Plans are already underway for a follow-up summit to be held in the Jordanian capital of Amman in June next year. It will attempt to draw Syria and Lebanon into the growing club of Arab states seeking peace with Israel and the normalization of their international trade and investment.
The Casablanca conference sought to enlist the international business community in shoring up the Middle East peace process through trade and investment - particularly in those countries already shifting toward free-market policies, such as Jordan, Morocco, Egypt, and Tunisia.
``What we are talking about here is a new kind of Marshall Plan,'' said Leslie Gelb, president of the New York-based Council on Foreign Relations, cosponsor of the Summit. ``You won't get the United States and other governments putting up billions of dollars in grant aid anymore. But you will get them opening up and supporting trade and investment between the Middle East and the rest of the world.''
On the Palestinian front, next Monday's scheduled meeting between Israeli Prime Minister Yitzhak Rabin and PLO Chairman Yasser Arafat is being seen in political and diplomatic circles as their most important meeting since the Israel-PLO accord was signed a year ago.
Palestinian officials say that the Rabin-Arafat meeting is crucial for creating the climate and setting the date for the holding of Palestinian elections that Mr. Arafat is demanding by the end of this month.
Palestinian officials who attended the summit were far more conciliatory about the Israel-PLO accord at the end of the conference than they were when it began.
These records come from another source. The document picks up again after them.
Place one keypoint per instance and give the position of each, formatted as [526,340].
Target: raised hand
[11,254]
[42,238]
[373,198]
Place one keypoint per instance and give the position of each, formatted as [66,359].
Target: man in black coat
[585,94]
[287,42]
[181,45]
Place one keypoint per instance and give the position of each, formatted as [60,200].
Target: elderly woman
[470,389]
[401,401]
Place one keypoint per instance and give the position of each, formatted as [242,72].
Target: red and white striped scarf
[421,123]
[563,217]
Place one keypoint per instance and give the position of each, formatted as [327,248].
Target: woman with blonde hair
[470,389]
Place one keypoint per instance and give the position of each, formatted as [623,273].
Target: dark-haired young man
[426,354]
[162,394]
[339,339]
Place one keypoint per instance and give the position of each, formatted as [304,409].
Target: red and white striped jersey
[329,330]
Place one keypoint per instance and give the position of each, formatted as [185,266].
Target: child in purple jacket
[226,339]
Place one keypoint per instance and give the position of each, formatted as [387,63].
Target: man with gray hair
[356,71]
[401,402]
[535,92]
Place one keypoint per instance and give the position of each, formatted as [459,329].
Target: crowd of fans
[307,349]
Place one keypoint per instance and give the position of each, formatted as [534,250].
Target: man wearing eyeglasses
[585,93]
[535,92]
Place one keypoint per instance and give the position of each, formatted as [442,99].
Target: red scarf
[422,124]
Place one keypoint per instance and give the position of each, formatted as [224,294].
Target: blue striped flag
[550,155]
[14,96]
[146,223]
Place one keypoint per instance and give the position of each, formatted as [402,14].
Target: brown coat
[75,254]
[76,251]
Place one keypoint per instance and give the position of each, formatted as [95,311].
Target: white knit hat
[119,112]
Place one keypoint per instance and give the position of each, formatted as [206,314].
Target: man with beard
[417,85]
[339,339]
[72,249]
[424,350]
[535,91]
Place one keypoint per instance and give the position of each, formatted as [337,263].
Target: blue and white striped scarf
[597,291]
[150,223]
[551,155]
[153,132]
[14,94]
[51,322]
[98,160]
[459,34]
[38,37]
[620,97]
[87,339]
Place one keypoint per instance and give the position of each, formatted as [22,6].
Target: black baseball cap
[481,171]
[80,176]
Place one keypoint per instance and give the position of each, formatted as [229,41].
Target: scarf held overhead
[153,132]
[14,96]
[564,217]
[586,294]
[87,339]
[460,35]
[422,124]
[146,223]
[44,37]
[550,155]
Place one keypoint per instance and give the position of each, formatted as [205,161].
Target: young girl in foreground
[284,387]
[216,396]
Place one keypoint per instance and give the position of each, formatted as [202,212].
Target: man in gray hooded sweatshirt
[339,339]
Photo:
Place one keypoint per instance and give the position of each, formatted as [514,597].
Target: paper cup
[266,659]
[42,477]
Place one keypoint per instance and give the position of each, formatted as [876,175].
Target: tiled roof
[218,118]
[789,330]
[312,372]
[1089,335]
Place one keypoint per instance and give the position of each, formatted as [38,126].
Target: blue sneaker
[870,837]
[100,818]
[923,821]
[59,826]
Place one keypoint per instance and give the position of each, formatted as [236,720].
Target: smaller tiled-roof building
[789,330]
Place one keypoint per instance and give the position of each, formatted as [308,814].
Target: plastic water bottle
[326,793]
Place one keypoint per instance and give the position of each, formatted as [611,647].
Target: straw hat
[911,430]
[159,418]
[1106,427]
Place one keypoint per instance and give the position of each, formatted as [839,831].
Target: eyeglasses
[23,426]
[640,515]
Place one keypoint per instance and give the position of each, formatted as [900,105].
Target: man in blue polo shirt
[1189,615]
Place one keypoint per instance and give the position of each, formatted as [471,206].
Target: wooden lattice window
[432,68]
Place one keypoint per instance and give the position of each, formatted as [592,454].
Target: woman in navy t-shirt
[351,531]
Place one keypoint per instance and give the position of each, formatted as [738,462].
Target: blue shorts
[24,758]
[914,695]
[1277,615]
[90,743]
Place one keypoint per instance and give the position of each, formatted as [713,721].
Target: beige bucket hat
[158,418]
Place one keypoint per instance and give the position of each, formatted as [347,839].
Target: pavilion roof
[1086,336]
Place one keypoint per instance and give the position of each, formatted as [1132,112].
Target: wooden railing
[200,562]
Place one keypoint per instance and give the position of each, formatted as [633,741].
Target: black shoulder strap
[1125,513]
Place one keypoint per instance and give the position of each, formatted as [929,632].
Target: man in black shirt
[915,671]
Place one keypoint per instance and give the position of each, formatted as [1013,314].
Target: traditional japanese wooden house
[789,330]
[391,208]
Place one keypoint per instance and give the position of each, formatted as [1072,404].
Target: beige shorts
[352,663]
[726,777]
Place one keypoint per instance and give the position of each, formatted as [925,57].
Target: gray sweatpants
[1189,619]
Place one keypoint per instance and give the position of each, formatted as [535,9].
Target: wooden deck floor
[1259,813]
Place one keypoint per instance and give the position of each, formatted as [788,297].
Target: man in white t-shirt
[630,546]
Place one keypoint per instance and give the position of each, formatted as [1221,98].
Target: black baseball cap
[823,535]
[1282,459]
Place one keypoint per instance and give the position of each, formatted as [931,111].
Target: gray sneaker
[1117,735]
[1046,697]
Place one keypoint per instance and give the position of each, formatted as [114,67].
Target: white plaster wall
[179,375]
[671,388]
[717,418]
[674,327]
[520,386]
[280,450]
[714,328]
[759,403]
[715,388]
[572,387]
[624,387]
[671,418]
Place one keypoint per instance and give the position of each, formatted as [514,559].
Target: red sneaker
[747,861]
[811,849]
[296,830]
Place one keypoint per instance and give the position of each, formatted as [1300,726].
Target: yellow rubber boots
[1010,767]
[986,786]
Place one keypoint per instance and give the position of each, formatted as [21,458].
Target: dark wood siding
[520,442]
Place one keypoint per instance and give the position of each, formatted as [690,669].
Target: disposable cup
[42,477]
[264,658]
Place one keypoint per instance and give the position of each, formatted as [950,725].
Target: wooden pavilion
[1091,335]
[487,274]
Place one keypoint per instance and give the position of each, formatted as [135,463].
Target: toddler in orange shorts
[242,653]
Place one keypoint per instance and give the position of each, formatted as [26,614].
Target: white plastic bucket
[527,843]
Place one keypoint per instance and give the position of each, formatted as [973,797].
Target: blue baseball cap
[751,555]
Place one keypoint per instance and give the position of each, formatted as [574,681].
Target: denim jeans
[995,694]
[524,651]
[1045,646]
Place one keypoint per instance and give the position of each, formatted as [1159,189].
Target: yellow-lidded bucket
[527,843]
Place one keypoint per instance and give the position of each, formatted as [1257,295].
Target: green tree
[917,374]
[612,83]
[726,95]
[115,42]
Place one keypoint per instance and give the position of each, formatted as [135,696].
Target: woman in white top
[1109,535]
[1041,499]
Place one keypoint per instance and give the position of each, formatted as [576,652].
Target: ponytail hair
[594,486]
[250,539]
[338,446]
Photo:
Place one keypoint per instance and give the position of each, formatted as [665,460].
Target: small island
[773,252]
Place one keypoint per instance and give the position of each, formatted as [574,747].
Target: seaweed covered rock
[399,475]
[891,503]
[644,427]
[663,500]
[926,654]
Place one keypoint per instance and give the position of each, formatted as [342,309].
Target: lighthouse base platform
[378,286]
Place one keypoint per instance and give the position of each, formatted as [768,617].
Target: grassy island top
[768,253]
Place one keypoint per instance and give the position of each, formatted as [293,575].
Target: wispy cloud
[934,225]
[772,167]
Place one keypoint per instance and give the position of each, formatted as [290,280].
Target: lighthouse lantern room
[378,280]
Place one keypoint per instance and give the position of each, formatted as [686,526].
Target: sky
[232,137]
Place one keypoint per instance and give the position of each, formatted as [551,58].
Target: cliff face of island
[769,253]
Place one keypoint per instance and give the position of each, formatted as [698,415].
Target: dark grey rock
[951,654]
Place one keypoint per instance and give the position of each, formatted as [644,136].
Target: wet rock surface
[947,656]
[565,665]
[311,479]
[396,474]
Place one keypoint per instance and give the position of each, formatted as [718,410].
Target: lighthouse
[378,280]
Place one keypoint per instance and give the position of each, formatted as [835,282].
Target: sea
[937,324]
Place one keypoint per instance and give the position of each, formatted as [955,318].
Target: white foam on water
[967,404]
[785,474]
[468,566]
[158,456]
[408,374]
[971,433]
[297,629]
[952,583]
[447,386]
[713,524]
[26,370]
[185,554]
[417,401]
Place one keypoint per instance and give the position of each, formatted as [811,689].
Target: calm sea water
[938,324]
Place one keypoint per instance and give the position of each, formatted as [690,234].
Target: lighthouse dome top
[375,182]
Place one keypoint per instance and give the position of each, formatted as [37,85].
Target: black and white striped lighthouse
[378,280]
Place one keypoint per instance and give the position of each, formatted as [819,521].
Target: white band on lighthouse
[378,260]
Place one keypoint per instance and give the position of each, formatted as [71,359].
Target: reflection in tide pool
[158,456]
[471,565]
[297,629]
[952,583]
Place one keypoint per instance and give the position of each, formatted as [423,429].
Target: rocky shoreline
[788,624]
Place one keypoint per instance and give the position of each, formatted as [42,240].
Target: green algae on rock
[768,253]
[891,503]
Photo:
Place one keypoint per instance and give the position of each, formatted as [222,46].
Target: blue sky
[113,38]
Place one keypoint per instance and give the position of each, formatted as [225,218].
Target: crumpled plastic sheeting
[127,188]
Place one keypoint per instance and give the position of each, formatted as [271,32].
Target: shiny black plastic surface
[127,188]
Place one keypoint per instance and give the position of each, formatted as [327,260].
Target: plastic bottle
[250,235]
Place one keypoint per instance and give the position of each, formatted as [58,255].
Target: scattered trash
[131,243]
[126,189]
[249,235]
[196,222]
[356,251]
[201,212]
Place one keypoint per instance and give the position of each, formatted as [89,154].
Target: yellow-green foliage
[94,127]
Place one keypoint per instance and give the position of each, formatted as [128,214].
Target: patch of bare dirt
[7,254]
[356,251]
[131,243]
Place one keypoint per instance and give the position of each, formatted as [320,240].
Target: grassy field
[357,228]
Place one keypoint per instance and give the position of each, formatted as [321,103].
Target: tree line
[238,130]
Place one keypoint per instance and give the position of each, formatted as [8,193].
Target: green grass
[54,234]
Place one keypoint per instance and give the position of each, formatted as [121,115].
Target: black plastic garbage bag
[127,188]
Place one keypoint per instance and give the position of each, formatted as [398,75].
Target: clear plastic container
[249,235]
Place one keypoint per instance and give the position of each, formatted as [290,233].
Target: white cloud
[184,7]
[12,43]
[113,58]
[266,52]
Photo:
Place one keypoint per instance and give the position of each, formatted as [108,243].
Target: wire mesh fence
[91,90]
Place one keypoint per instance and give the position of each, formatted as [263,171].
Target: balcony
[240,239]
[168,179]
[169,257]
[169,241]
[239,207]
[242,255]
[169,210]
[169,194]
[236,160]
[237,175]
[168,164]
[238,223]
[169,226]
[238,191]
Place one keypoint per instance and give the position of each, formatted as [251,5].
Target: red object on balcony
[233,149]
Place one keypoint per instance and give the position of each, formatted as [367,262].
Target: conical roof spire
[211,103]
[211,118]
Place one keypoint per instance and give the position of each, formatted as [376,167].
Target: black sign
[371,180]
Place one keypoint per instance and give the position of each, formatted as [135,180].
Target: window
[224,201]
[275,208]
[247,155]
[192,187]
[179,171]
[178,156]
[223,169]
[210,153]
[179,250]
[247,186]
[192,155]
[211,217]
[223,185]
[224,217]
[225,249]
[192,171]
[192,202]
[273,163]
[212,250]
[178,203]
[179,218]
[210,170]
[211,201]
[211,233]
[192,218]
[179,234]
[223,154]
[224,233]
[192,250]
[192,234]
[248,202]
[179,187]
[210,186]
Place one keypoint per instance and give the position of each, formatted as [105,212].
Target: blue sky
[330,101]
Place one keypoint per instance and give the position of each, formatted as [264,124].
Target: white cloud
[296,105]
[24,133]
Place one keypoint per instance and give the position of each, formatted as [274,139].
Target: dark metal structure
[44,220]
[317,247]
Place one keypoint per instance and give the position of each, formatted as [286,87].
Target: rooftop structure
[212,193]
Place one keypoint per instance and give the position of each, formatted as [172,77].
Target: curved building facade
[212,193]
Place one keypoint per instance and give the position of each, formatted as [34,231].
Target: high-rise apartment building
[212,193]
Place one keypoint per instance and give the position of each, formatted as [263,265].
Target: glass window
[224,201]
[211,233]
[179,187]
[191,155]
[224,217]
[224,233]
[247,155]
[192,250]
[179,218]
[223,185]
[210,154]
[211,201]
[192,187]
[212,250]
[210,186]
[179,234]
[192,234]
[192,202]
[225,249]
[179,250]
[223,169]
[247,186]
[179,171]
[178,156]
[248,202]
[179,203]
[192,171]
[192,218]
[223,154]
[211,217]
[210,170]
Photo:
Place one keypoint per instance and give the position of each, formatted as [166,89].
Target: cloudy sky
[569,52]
This was largely due to five important developments resulting from the conference:
* The pledge by Jordan's Crown Prince Hassan that Jordan would hand over custodianship of Jerusalem Muslim shrines once the final status of Jerusalem is decided.
* Israeli Foreign Minister Shimon Peres said that Israel regarded the Palestinian issue as the key component of a Middle East settlement and vowed to redouble efforts to secure a peace treaty with Syria.
* While there was a broad consensus that trade and investment should drive the process of economic integration in the Middle East, short-term aid for the Palestinians is vital for repairing the damage caused during the conflict with Israel.
* A clear message given to Israel that the borders of the Palestinian territories have to be kept open for trade, tourism, and employment to allow the Palestinian Authority (PA) to build a viable economy.
* A decision to set up a steering committee to advance plans for three regional bodies: a development bank, a tourism board, and a chamber of commerce.